Original assignee: Jiangsu University
Current assignee: Jiangsu University
Priority date: 2019-07-16
Filing date: 2019-07-16
Publication date: 2021-11-09
Anticipated expiration: 2039-07-16
Also published as: CN110504472A; AU2020101412A4

Abstract

The invention discloses a direct methanol fuel cell membrane electrode capable of improving the utilization rate of a catalyst and a preparation method thereof, relating to the technical field of fuel cells. The double-microporous-layer structure has a high three-phase reaction interface and an electrochemical reaction area, effectively reduces the substance transmission resistance in the electrode, and powerfully improves the utilization rate of the catalyst, thereby improving the discharge performance of the electrode and prolonging the service life of the battery. Through single cell performance test, compared with the membrane electrode prepared by the traditional method, the membrane electrode prepared by the preparation method provided by the invention is obviously improved in monomer performance.

Description

Direct methanol fuel cell membrane electrode for improving catalyst utilization rate and preparation method thereof

Technical Field

The invention relates to the technical field of fuel cells, in particular to a direct methanol fuel cell membrane electrode capable of improving the utilization rate of a catalyst and a preparation method thereof.

Background

A Direct Methanol Fuel Cell (DMFC) is a power generation device that can continuously and directly convert chemical energy in fuel and oxidant into electric energy, and has attracted wide attention worldwide due to its environmental protection and high efficiency. Methanol fuel cells directly utilize methanol or aqueous methanol as the anode fuel and oxygen or air as the oxidant. The methanol reforming device has the characteristics of wide methanol source, convenience in carrying, storage and supplement, high specific energy of volume and mass, simple structure, no need of external reforming equipment and the like, and has wide application prospect in the aspects of portable power supplies, small-sized civil power supplies, vehicle power supplies and the like.

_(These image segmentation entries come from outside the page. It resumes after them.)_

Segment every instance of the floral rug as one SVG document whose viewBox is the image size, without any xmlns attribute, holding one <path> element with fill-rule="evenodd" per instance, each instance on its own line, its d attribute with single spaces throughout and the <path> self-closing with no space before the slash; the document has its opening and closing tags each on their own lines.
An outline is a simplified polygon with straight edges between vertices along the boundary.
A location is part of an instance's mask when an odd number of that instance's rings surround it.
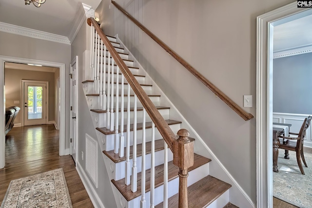
<svg viewBox="0 0 312 208">
<path fill-rule="evenodd" d="M 289 151 L 290 159 L 284 158 L 285 151 L 279 149 L 278 172 L 273 172 L 273 196 L 301 208 L 312 207 L 312 154 L 304 153 L 308 165 L 302 166 L 302 175 L 295 152 Z"/>
<path fill-rule="evenodd" d="M 0 208 L 72 208 L 63 169 L 11 181 Z"/>
</svg>

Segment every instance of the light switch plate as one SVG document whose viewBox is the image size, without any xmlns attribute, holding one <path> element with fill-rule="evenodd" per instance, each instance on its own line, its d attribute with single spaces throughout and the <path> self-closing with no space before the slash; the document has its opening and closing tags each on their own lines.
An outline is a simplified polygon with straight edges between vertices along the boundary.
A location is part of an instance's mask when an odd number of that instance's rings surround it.
<svg viewBox="0 0 312 208">
<path fill-rule="evenodd" d="M 253 107 L 253 95 L 244 95 L 244 107 Z"/>
</svg>

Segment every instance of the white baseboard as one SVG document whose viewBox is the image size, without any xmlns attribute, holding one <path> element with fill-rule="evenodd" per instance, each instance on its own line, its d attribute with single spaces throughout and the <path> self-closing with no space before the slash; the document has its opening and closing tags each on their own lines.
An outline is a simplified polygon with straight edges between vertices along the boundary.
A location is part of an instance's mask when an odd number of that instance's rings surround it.
<svg viewBox="0 0 312 208">
<path fill-rule="evenodd" d="M 88 195 L 89 195 L 89 197 L 90 197 L 91 202 L 92 202 L 92 204 L 94 207 L 96 208 L 105 208 L 100 197 L 98 196 L 97 191 L 96 191 L 96 190 L 92 186 L 92 183 L 89 179 L 86 172 L 83 170 L 83 169 L 78 161 L 77 163 L 76 170 L 78 172 L 79 176 L 80 177 L 80 179 L 81 179 L 81 181 L 82 181 L 83 186 L 84 186 L 84 188 L 85 188 L 87 193 L 88 193 Z"/>
<path fill-rule="evenodd" d="M 64 155 L 68 155 L 68 154 L 70 154 L 70 148 L 67 148 L 65 149 Z"/>
<path fill-rule="evenodd" d="M 14 126 L 13 126 L 13 128 L 14 128 L 14 127 L 20 127 L 21 126 L 21 123 L 14 124 Z"/>
<path fill-rule="evenodd" d="M 58 125 L 57 125 L 57 123 L 56 123 L 55 121 L 49 121 L 48 123 L 49 124 L 54 125 L 54 127 L 55 127 L 55 129 L 56 129 L 57 130 L 58 130 Z"/>
</svg>

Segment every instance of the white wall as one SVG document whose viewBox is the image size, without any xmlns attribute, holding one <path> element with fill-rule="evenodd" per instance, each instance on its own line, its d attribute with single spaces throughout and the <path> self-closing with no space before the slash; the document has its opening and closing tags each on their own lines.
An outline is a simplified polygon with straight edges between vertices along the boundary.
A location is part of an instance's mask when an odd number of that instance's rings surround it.
<svg viewBox="0 0 312 208">
<path fill-rule="evenodd" d="M 65 124 L 69 122 L 69 63 L 71 47 L 32 38 L 0 32 L 0 55 L 65 65 Z M 65 148 L 69 148 L 69 128 L 65 128 Z"/>
<path fill-rule="evenodd" d="M 110 1 L 96 10 L 105 33 L 118 34 L 255 204 L 255 119 L 242 119 Z M 239 105 L 253 95 L 245 110 L 255 115 L 256 18 L 292 0 L 116 1 Z"/>
<path fill-rule="evenodd" d="M 86 153 L 86 133 L 98 140 L 96 134 L 95 127 L 93 126 L 92 119 L 91 116 L 90 111 L 89 110 L 87 101 L 84 96 L 83 85 L 82 82 L 84 81 L 83 77 L 83 68 L 84 63 L 83 61 L 83 52 L 88 48 L 89 43 L 87 42 L 87 35 L 89 32 L 89 26 L 87 24 L 86 21 L 85 20 L 79 32 L 77 34 L 75 40 L 72 44 L 72 59 L 73 59 L 76 56 L 78 56 L 78 79 L 77 80 L 77 88 L 78 96 L 78 110 L 77 113 L 77 122 L 78 122 L 78 148 L 77 151 L 77 162 L 78 165 L 78 168 L 80 169 L 80 171 L 84 172 L 82 174 L 82 181 L 85 182 L 89 181 L 90 183 L 88 187 L 86 187 L 86 189 L 92 190 L 93 195 L 89 195 L 90 198 L 96 198 L 95 200 L 92 200 L 95 207 L 100 207 L 104 205 L 106 208 L 117 207 L 115 200 L 114 200 L 114 196 L 110 184 L 110 181 L 107 174 L 107 171 L 105 168 L 104 160 L 103 159 L 103 153 L 101 151 L 99 145 L 98 150 L 98 188 L 97 188 L 92 182 L 92 180 L 87 174 L 85 170 L 85 158 L 82 159 L 81 156 L 82 152 L 84 155 Z M 81 175 L 80 175 L 81 176 Z M 100 200 L 100 201 L 98 201 Z"/>
</svg>

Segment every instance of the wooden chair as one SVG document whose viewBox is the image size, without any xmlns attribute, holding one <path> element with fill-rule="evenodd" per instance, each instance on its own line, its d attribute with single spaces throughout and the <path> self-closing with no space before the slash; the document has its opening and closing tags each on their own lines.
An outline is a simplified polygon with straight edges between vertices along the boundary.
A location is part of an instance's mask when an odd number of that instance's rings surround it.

The membrane electrode is used as a core component of the direct methanol fuel cell and directly determines the performance of the cell. However, the current DMFC has a problem of low electrocatalytic activity of the methanol anode. The methanol oxidation mechanism is very complicated, unstable and insoluble intermediate products are generated in the process, and some intermediate products can be adsorbed on the surface of the catalyst, so that the activity of the catalyst is inhibited, and the catalyst is poisoned and the utilization rate of the catalyst is low. Therefore, research on optimizing the membrane electrode structure, improving the catalyst utilization rate and the electrochemical reaction area, and the like are hot spots of DMFC research.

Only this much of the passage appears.